Boxes of blankets began pouring into the Smart Museum of Art over the summer, hundreds a week, bearing postmarks from Ohio, Arizona, Washington, Massachusetts and beyond.
They arrived as part of Welcome Blanket, a project from designer and artist Jayna Zweiman that recasts the roughly 2,000-mile distance of the proposed border wall between the United States and Mexico into handmade blankets.
Representing the distance of the wall in lengths of yarn—over 3,000 blankets to be knit from 3,500,640 yards of yarn—the blankets are being created by participants across the country and around the world and sent to the Smart Museum. The blankets are accompanied with notes of welcome for new immigrants as well as refugees seeking resettlement, in a craft-based response to the policies of President Donald Trump’s administration.
“As a crowd-sourced artistic platform, Welcome Blanket offers a personal—and personalized—opportunity to engage in the politics of immigration. It grows stronger with every participant who joins,” said Zweiman, who was one of the co-founders of the Pussyhat Project, a grassroots initiative where knitters around the world created pink cat-eared hats for the 2017 Women’s March.

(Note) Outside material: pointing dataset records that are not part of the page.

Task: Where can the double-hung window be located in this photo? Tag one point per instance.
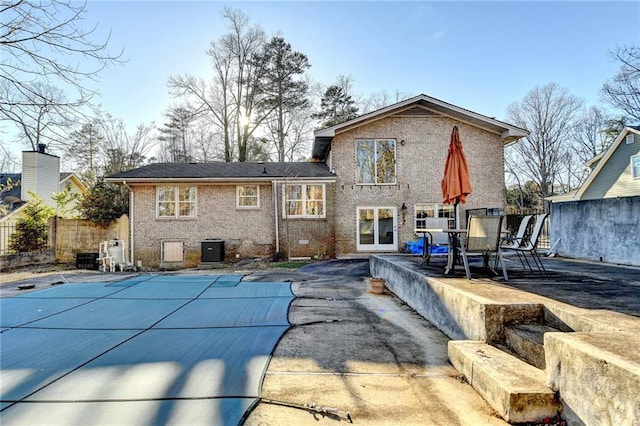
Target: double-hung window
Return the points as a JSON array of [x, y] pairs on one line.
[[423, 212], [248, 197], [376, 161], [304, 200], [175, 201]]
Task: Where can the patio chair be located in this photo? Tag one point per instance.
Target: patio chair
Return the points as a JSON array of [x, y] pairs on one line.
[[529, 245], [515, 241], [483, 236]]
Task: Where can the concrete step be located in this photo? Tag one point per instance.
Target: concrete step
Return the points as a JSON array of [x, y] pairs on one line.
[[527, 342], [516, 390]]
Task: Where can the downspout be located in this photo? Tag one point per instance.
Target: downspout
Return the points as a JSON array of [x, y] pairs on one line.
[[274, 189], [124, 182]]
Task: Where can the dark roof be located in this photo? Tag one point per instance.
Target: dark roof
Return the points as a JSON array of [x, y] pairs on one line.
[[224, 171], [420, 104]]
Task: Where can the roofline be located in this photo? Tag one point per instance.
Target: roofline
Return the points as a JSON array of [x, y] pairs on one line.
[[510, 133], [608, 153], [77, 180]]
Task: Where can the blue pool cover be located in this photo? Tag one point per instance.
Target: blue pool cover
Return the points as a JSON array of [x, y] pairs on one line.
[[153, 349]]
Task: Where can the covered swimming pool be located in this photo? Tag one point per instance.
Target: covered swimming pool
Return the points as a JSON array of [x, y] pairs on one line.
[[152, 349]]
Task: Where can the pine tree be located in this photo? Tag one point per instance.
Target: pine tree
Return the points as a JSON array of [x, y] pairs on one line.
[[336, 107], [283, 93]]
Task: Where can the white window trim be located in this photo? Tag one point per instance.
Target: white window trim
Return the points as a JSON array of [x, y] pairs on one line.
[[633, 175], [435, 208], [238, 206], [177, 202], [304, 214], [395, 161]]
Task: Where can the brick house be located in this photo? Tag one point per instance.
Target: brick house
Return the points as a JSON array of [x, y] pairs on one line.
[[256, 209], [372, 180], [389, 165]]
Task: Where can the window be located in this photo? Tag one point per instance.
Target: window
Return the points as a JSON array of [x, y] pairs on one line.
[[436, 210], [376, 161], [248, 197], [629, 139], [176, 201], [304, 200], [635, 166]]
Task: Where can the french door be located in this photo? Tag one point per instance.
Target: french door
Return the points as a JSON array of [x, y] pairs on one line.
[[377, 229]]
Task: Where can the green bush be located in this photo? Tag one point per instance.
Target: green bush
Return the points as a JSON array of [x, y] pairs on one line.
[[105, 203], [32, 228]]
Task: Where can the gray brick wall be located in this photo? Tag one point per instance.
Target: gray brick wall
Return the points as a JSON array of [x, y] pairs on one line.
[[246, 232]]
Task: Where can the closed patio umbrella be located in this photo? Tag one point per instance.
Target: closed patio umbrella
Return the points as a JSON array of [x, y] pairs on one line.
[[456, 184]]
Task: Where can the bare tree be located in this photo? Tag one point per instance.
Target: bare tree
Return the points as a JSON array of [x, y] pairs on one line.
[[123, 150], [231, 98], [47, 59], [623, 90], [41, 116], [548, 113]]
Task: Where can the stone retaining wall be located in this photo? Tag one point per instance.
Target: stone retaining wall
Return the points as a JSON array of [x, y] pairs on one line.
[[595, 370]]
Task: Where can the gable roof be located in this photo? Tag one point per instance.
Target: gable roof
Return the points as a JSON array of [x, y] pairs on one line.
[[16, 190], [422, 105], [223, 172], [603, 162]]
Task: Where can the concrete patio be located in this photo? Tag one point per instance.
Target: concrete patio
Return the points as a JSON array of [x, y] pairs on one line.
[[536, 346]]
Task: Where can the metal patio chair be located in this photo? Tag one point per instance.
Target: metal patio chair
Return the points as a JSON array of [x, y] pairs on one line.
[[483, 236], [529, 245]]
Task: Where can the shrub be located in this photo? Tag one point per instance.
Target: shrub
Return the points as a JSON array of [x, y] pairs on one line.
[[32, 228], [105, 203]]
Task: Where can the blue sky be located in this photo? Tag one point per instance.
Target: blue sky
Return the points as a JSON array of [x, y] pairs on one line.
[[478, 55]]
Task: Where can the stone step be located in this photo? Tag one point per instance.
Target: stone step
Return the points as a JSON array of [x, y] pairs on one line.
[[516, 390], [527, 342]]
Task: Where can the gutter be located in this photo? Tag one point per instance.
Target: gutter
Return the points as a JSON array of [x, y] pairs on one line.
[[131, 222]]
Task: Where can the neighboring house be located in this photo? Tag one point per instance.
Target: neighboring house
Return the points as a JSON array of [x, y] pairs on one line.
[[41, 176], [615, 172], [600, 220], [390, 164], [349, 199], [256, 209]]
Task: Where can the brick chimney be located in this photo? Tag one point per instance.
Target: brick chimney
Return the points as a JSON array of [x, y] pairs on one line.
[[40, 174]]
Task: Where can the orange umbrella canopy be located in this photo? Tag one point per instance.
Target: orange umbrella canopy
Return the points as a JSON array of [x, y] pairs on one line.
[[455, 184]]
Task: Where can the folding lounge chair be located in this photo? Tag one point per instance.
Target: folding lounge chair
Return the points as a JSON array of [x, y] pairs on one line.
[[529, 244], [509, 242], [483, 236]]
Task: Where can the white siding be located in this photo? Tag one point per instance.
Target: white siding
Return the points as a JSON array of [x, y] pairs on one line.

All types and designs of handmade blankets are accepted, though Zweiman suggests a “Come Together” blanket pattern that can be knit or crocheted in pieces alone or as part of a group. “Knit-alongs” and other gatherings are being organized across the country for participants to make blankets together and share their stories of immigration, cultural displacement and geographic relocation. Blankets should be sent to the Smart Museum by Sept. 5, 2017, to be included in the project.
“Through Welcome Blanket, the Smart is committed to offering the museum as a space where artistic practice prompts examination and discussion of the most significant issues of today from every angle,” said Alison Gass, the Dana Feitler Director of the Smart Museum and the project’s curator. “We are proud to be a platform where Jayna Zweiman’s ‘craftivist’ vision can be explored together in an open environment like the University of Chicago, where reflecting, questioning and debating difficult issues is integral to the intellectual culture. We look forward to partnering with many great thinkers, artists, activists and community members to facilitate conversations around the issues of immigration to the United States.”
Throughout the remainder of the summer, the Museum’s galleries will serve as a receiving station where blankets are sorted, catalogued, stored and exhibited. As blankets accumulate over time, the space will evolve into a vibrant installation of crowd-sourced creations.
The installation will also serve as a site for discussions around issues of human rights, immigration and the legacy of artistic activism. Guests are invited to spend time knitting, sewing, telling stories, sharing resources and organizing their own events within the space. On Nov. 4, the Smart and EXPO Chicago will host a panel discussion on feminist art practices with Zweiman and artist Judy Chicago. Welcome Blanket will also organize additional programs that bring together academics, artists, activists, and other partners to discuss these important issues and explore opportunities for response and action.
At the conclusion of the project, the Smart Museum will distribute the blankets to refugees and other immigrants in coordination with refugee resettlement agencies and other community organizations.
“I have two hopes with Welcome Blanket,” said Zweiman. “I hope that whoever enters this gallery experiences the power of craft to transmit crucial, timely ideas. And I hope that our new neighbors who receive these gifts will feel welcomed and reach back to the makers of their blankets. It is our diversity, our multiple perspectives and personal stories that create the fabric of our society.”
Welcome Blanket is at the Smart Museum through Dec. 17, 2017.